Package preproviz takes the data and constructs features of it that express the quality of a data point such as number of missing values in the point. Constructed features are visualized to help the analyst understand how data quality issues can be interdependent.

Quick start

library(preproviz)
demoiris <- iris
demoiris[10:20,1] <- NA
a <- preproviz(demoiris)
## [1] "Data in process: controlobject"
plotBAR(a)

In the barplot above, 11/150 rows have missing values and one data point has LOF score that is clearly different from the rest.

plotHEATMAP(a)

plotVARCLUST(a)

We can see that Scattercounter and ClassificationCertainty are relatively close to each other as are DistanceToNearest and LOF score.

plotCMDS(a)

There is a cluster of points in the bottom of the graph that are similar to each other as far as data quality scores are concerned.

plotVARIMP(a)

Advanced use

The package supports comparison of multiple data sets or different versions of a same data set.

User-defined constructed features can be added.

Contructed features

MissingValueShare, count the number of missing values on a row and divide it by the total number of features

LenghtOfIQR, min-max normalize the data and compute the length of IQR for each row

DistanceToNearest, min-max normalize the data and compute the Euclidean distance to the nearest data point

ClassificationCentainty, compute the random forest class propability that has the highest value

ClassificationScatter. compute the scatter in 1/10 point neighbourhood

NearestPointPurity,Neareast point is of same class or not

NeighborhoodDiversity, count the number of dominant class points in 1/10 data set size neighborhood and divide it with the total number of classes in the data set.

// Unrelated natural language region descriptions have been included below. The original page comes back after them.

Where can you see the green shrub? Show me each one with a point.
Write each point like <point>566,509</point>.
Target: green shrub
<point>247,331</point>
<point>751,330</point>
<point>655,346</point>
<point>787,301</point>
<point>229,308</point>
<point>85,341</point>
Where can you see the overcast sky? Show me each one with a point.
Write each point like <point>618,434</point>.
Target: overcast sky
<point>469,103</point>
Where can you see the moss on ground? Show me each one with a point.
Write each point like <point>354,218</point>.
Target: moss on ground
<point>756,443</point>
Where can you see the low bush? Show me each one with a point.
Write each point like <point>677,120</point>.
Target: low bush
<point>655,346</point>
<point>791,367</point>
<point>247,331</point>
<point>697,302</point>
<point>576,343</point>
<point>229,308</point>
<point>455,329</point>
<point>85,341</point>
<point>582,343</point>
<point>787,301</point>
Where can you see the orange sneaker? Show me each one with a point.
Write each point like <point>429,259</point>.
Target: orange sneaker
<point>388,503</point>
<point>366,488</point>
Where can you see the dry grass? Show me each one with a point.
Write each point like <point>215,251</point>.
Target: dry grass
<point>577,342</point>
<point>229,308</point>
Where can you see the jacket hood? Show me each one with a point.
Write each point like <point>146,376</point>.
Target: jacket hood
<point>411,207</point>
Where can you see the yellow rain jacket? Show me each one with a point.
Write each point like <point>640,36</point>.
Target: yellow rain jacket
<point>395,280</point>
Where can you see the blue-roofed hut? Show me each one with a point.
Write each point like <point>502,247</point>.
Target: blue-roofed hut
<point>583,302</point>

LOFScore, compute LOF scores

MahalanobisDistance, compute Mahalanobis distance to class center

ClusteringTendency, Count the Hopkins statistic without a row and divide it with Hopkings statistic for all rows

References

Constructed features build on the work of:

Breunig, M. M., Kriegel, H-P., Ng, R. T., and Sander, J., (2000). LOF: Identifying Density-Based Local Outliers, Proc. ACM SIGMOD 2000 Int. Conf. On Management of Data, pp. 93-104

Breiman, L. (2001). Random Forests, Machine Learning, Vol. 45, pp. 5–32

Juhola, M., Siermala, M. (2012). A scatter method for data and variable importance evaluation, Integrated Computer-Aided Engineering, vol. 19, no. 2, pp. 137-149, 2012

Lawson, R.G. and Jurs, P.C.(1990). New index for clustering tendency and its application to chemical problems. Journal of Chemical Information and Computer Sciences. (Journal of Chemical Information and Computer Sciences, 1990, 30(1):36-41)

Work in progress

An article with 6 cases from the business performance measurement system domain is a work in progress.